Our Survivor - Jenny Mhire
Jenny and Jeremy Mhire were traveling on I-44 with their eight-week-old son when the unthinkable happened. While passing a semi, the truck veered into their lane and narrowly missed the family’s car. Jenny sat forward, gasped for air, and slumped over.
Jeremy, who had been trained in CPR, reacted immediately. On the shoulder of the interstate, he checked for breath and a pulse. Jenny had neither, so Jeremy began CPR. A couple stopped, called 9-1-1, and a responding highway patrol officer used an automated external defibrillator (AED) to provide a lifesaving shock that reset Jenny’s heart. Paramedics continued treatment en route to the hospital.

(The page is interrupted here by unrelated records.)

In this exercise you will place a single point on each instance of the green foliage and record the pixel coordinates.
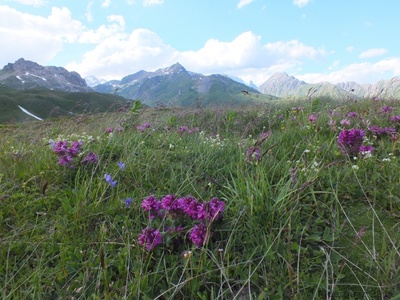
(302, 220)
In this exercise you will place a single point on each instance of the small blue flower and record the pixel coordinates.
(121, 165)
(128, 202)
(108, 178)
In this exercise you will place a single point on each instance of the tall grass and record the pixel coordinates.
(302, 219)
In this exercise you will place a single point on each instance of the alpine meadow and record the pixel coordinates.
(286, 199)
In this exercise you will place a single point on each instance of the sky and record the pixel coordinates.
(312, 40)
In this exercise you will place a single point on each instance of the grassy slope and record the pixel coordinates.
(301, 223)
(46, 103)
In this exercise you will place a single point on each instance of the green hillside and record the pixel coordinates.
(46, 103)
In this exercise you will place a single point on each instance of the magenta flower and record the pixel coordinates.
(352, 114)
(127, 202)
(121, 165)
(395, 119)
(152, 205)
(169, 203)
(108, 178)
(387, 109)
(365, 150)
(191, 207)
(312, 118)
(90, 158)
(215, 209)
(345, 122)
(350, 140)
(198, 234)
(378, 131)
(150, 238)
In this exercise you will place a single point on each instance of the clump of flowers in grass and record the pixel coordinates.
(143, 127)
(182, 213)
(70, 153)
(108, 179)
(186, 129)
(380, 131)
(350, 141)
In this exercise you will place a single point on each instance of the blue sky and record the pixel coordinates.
(313, 40)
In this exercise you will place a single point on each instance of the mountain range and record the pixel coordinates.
(176, 86)
(285, 86)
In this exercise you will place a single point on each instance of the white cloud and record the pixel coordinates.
(243, 3)
(106, 3)
(301, 3)
(88, 13)
(373, 52)
(41, 37)
(118, 54)
(32, 2)
(362, 73)
(152, 2)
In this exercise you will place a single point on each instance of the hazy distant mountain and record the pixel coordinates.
(24, 74)
(175, 85)
(280, 85)
(285, 86)
(92, 81)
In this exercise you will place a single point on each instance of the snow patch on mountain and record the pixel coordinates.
(30, 114)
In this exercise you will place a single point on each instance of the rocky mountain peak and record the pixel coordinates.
(25, 74)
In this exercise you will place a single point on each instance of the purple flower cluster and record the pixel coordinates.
(183, 129)
(150, 238)
(395, 119)
(387, 109)
(108, 178)
(350, 141)
(143, 127)
(184, 209)
(312, 118)
(68, 152)
(379, 131)
(352, 114)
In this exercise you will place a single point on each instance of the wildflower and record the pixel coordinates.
(66, 161)
(152, 205)
(90, 158)
(198, 234)
(312, 118)
(378, 131)
(168, 203)
(52, 144)
(127, 202)
(121, 165)
(350, 140)
(387, 109)
(395, 119)
(192, 208)
(108, 178)
(215, 208)
(150, 238)
(352, 114)
(183, 129)
(345, 122)
(187, 254)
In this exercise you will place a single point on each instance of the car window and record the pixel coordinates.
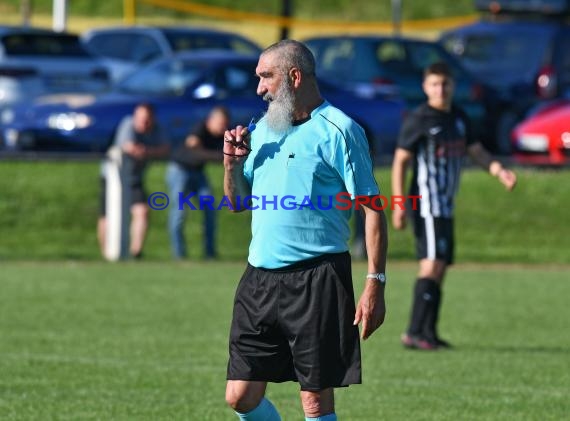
(393, 57)
(238, 80)
(43, 45)
(170, 78)
(335, 59)
(144, 48)
(180, 41)
(510, 51)
(138, 48)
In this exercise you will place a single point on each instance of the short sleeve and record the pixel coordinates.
(125, 132)
(353, 163)
(469, 133)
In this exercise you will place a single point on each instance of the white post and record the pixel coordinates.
(117, 205)
(59, 15)
(397, 16)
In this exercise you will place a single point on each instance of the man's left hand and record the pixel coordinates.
(507, 179)
(371, 308)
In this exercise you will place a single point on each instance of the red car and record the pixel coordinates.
(544, 137)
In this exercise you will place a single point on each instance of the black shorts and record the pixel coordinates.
(434, 238)
(138, 195)
(296, 324)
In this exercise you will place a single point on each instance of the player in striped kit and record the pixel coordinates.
(435, 139)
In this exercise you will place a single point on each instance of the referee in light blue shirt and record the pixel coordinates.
(294, 316)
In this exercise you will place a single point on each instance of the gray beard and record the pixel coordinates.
(279, 114)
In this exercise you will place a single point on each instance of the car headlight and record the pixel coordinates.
(7, 116)
(533, 142)
(69, 121)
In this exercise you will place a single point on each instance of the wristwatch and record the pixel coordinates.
(380, 277)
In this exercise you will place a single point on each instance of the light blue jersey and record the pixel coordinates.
(295, 179)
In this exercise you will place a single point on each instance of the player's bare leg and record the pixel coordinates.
(139, 226)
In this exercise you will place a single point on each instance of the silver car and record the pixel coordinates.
(125, 49)
(35, 62)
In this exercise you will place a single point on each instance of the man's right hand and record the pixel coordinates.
(135, 150)
(236, 145)
(399, 219)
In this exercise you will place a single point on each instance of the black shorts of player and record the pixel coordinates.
(296, 324)
(138, 195)
(434, 238)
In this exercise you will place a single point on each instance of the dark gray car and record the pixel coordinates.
(36, 62)
(126, 48)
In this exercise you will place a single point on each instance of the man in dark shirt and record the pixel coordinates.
(435, 138)
(141, 139)
(185, 174)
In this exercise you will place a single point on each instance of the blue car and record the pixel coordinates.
(182, 88)
(524, 58)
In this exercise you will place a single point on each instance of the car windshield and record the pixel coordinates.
(180, 41)
(170, 78)
(55, 45)
(508, 53)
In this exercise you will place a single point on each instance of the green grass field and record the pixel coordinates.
(148, 341)
(48, 210)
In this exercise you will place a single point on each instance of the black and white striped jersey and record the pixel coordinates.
(439, 141)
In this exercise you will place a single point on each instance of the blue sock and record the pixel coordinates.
(265, 411)
(328, 417)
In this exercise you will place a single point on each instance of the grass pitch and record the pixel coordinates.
(148, 341)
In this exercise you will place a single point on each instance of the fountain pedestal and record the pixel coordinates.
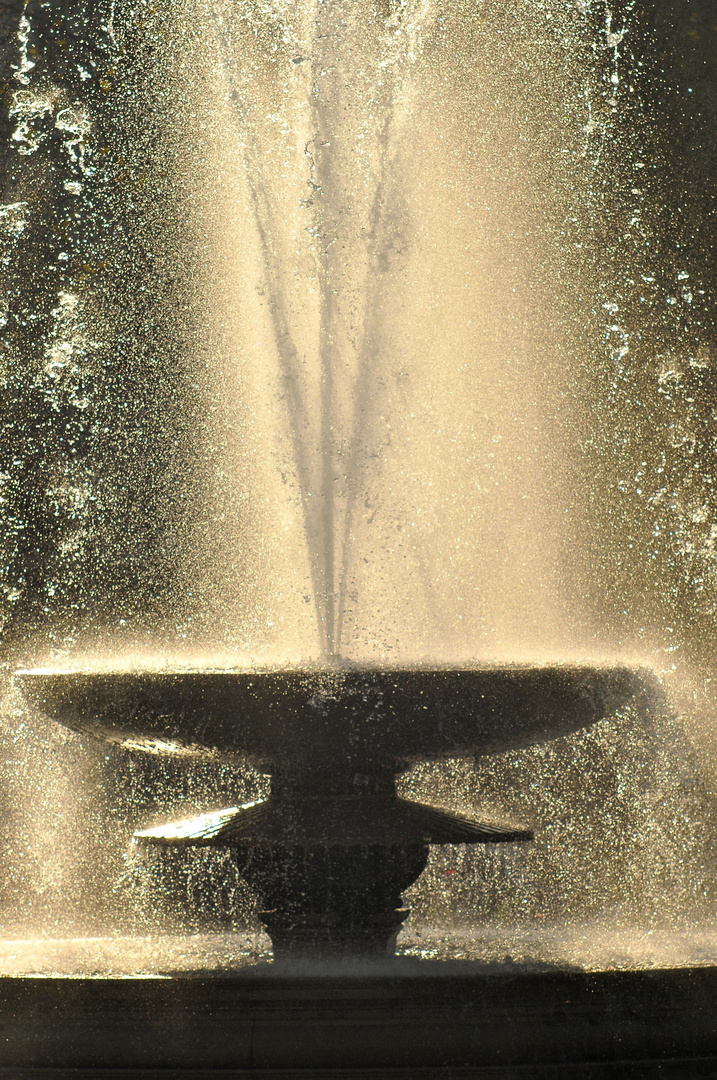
(333, 848)
(329, 854)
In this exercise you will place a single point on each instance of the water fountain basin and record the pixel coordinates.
(275, 716)
(333, 848)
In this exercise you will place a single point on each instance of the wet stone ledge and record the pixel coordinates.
(455, 1020)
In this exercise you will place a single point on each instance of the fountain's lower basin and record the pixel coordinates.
(333, 849)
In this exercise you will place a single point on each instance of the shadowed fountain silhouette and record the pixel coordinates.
(333, 847)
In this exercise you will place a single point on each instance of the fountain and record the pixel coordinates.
(333, 848)
(322, 478)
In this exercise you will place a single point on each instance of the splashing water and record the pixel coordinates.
(359, 329)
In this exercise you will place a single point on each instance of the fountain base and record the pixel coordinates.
(329, 859)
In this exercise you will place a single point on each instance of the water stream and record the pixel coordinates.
(362, 329)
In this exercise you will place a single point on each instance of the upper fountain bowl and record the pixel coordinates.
(343, 713)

Only a few days later, in the hospital waiting for a diagnosis, Jenny experienced another cardiac arrest. A medical team reset Jenny’s heart again. An implantable cardioverter defibrillator (ICD) was surgically placed to prevent another emergency. Jenny was diagnosed with Long Q-T Syndrome, a rare arrhythmia that occurs infrequently, most often impacting children and young adults.

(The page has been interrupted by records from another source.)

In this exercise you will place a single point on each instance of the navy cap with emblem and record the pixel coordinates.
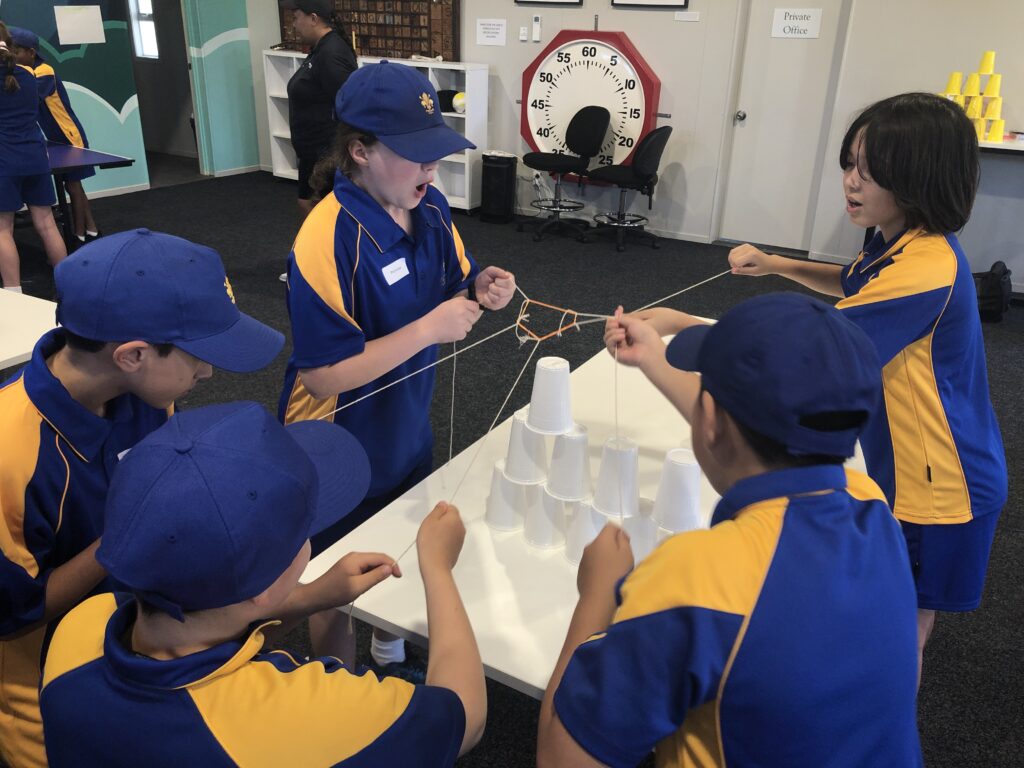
(399, 107)
(164, 290)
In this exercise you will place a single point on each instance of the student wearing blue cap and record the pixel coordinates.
(208, 522)
(377, 279)
(60, 125)
(25, 169)
(784, 635)
(144, 316)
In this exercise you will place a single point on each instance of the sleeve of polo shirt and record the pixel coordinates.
(628, 688)
(904, 302)
(320, 295)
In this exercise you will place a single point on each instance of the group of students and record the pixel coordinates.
(152, 559)
(35, 109)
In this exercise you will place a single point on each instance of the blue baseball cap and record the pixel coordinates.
(164, 290)
(781, 364)
(399, 107)
(212, 508)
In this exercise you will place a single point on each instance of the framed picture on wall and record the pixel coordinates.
(675, 4)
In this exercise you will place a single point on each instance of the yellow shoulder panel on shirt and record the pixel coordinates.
(722, 568)
(79, 637)
(18, 455)
(926, 263)
(256, 712)
(314, 256)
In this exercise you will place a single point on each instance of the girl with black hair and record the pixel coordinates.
(910, 169)
(25, 169)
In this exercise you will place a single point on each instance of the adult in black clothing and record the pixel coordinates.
(313, 87)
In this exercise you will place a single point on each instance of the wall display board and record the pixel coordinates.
(580, 68)
(393, 29)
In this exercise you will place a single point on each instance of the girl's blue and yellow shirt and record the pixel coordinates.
(230, 705)
(354, 275)
(56, 459)
(785, 635)
(934, 445)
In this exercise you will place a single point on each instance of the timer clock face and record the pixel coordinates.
(580, 69)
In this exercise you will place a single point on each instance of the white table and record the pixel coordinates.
(23, 321)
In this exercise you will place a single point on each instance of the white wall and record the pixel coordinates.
(893, 47)
(693, 61)
(264, 31)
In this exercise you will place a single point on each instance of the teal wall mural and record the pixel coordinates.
(99, 83)
(222, 81)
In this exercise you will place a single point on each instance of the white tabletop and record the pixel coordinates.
(23, 321)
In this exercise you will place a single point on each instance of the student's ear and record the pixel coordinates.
(128, 356)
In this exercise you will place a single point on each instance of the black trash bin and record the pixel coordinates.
(498, 187)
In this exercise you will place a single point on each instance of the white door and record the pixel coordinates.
(780, 124)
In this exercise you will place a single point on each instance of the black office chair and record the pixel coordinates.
(584, 138)
(641, 175)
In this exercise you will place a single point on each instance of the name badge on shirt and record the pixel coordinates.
(395, 271)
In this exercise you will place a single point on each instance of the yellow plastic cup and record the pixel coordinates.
(987, 65)
(992, 86)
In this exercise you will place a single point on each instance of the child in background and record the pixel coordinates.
(910, 169)
(144, 316)
(207, 523)
(25, 169)
(782, 636)
(378, 276)
(59, 125)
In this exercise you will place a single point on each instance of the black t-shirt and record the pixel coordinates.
(312, 89)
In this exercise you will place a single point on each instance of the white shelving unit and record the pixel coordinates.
(458, 175)
(279, 66)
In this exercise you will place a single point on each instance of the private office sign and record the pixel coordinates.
(797, 23)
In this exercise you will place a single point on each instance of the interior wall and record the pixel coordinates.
(164, 95)
(879, 61)
(694, 61)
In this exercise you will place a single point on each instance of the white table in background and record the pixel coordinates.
(23, 321)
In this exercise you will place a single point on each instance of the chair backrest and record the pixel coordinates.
(648, 154)
(586, 132)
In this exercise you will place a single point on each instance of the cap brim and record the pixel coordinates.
(342, 468)
(246, 346)
(427, 145)
(684, 350)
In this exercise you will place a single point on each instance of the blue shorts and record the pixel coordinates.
(36, 189)
(949, 561)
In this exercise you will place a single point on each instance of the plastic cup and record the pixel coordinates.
(550, 404)
(545, 524)
(992, 86)
(987, 65)
(526, 459)
(507, 501)
(996, 130)
(677, 506)
(568, 476)
(616, 493)
(582, 526)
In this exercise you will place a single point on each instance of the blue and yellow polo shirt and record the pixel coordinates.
(56, 118)
(934, 444)
(55, 463)
(354, 275)
(785, 635)
(104, 706)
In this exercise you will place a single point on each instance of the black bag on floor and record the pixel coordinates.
(993, 292)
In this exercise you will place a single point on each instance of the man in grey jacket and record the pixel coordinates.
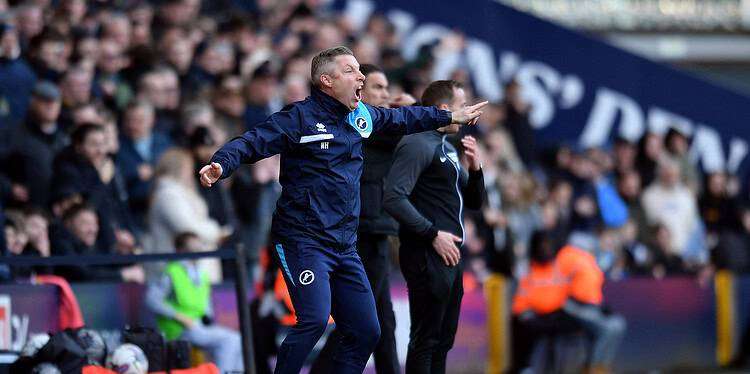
(426, 191)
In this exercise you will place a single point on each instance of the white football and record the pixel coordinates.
(34, 344)
(128, 359)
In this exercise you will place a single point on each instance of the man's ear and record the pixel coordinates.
(326, 81)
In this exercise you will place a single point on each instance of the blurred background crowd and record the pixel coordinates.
(108, 107)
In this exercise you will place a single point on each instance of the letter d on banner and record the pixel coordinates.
(603, 114)
(5, 315)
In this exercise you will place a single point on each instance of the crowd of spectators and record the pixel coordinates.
(107, 108)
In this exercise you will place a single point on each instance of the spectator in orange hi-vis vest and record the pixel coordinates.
(585, 306)
(539, 301)
(563, 293)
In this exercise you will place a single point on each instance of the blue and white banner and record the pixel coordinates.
(581, 89)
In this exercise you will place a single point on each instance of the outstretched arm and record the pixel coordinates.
(268, 138)
(413, 119)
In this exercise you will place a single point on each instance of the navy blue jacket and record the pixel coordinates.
(320, 142)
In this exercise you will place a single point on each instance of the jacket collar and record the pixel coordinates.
(329, 103)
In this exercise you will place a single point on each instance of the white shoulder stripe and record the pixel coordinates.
(314, 138)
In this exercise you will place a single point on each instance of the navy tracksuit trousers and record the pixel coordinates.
(322, 282)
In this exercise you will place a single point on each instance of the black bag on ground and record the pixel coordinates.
(61, 350)
(178, 352)
(151, 342)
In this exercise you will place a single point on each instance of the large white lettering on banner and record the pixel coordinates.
(550, 91)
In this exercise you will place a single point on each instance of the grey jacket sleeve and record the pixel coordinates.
(411, 158)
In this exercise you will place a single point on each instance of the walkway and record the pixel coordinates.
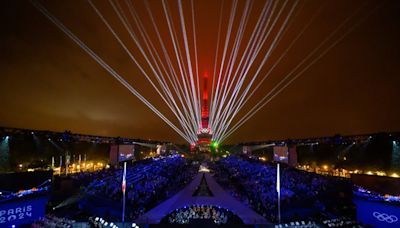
(185, 198)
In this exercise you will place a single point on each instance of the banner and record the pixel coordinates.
(22, 212)
(377, 214)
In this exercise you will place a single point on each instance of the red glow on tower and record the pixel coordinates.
(204, 132)
(204, 107)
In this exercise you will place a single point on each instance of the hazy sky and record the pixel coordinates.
(47, 82)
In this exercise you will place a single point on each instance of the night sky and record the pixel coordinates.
(48, 83)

Nearly 360,000 out-of-hospital cardiac arrests occur in the United States each year and approximately 95% of those impacted do not survive. Jenny remarkably survived twice. From the development of CPR, the AED and the ICD to the expert medical training that made her treatment possible, the American Heart Association’s impact can be seen at every step of Jenny’s journey.